Disorders of consciousness, including coma, the vegetative state, and the minimally conscious state, are some of the least understood and most ethically troublesome conditions in modern medicine. Decisions to withdraw care focus typically on clinical indicators predicting a poor neurological outcome. No currently accepted clinical measures can determine the likelihood of good functional recovery (allowing sufficient function for independent activities of daily life). In recent years, rapid technological developments in neuroimaging have provided several new methods for revealing thoughts, actions and intentions based solely on the pattern of activity in the brain. These methods are now employed in many research centres to assess residual brain function, detect consciousness and even to communicate with some clinically non-responsive patients who appear comatose, or in a vegetative, or minimally conscious state. These emerging technologies have profound implications for clinical care, diagnosis, prognosis, ethics, and medical-legal decision-making after severe brain injury.

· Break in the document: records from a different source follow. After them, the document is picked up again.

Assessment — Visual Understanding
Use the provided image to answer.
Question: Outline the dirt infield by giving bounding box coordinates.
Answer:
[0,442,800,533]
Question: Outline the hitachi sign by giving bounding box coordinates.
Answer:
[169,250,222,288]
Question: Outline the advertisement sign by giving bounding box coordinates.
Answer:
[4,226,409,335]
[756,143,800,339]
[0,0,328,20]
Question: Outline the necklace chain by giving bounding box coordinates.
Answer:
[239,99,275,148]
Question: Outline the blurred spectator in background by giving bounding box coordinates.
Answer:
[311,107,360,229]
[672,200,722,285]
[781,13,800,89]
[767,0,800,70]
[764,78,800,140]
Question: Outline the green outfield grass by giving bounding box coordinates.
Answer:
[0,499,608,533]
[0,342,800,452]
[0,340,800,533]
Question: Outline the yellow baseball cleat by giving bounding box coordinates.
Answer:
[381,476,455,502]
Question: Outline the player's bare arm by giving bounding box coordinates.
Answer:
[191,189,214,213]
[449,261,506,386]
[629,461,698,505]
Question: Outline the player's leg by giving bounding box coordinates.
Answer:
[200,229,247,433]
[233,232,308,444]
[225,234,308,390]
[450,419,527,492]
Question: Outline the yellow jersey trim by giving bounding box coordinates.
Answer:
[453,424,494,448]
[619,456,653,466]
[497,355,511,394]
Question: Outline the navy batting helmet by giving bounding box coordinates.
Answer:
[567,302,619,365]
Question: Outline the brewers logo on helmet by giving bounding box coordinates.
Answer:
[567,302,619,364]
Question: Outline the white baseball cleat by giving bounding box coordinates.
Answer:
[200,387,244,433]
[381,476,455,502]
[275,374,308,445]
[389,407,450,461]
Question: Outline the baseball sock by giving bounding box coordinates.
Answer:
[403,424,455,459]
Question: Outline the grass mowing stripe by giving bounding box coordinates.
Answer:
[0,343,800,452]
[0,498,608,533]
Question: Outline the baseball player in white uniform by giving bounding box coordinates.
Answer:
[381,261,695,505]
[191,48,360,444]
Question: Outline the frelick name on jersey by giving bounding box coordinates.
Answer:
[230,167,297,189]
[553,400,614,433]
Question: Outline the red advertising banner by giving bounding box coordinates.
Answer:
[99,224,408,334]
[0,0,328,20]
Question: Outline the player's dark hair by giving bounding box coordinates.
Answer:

In this talk, I will review some of the latest developments in this field, focussing on how and when these the new tools might be integrated into decisions about withdrawal of care.

Bio:

Adrian M. Owen OBE, PhD is currently a Professor in the Departments of Physiology & Pharmacology and Psychology at the University of Western Ontario, Canada and formerly the Canada Excellence Research Chair (CERC) in Cognitive Neuroscience and Imaging. He also directs the Brain, Mind, and Consciousness program funded by the Canadian Institute for Advanced Research (CIFAR). His research combines structural and functional neuroimaging with neuropsychological studies of brain-injured patients and has been published in many of the world’s leading scientific journals, including Science, Nature, The New England Journal of Medicine and Lancet. Dr. Owen has published over 400 peer-reviewed articles and a best-selling popular science book ‘Into the Gray Zone: A Neuroscientist Explores the Border Between Life and Death. Dr. Owen was awarded Officer of the Most Excellent Order of the British Empire (OBE) in the Queen’s Honors List, 2019, for services to scientific research. He was made a Fellow of the Royal Society of Canada in 2022 and a Fellow of the Canadian Academy of Health Sciences in 2023.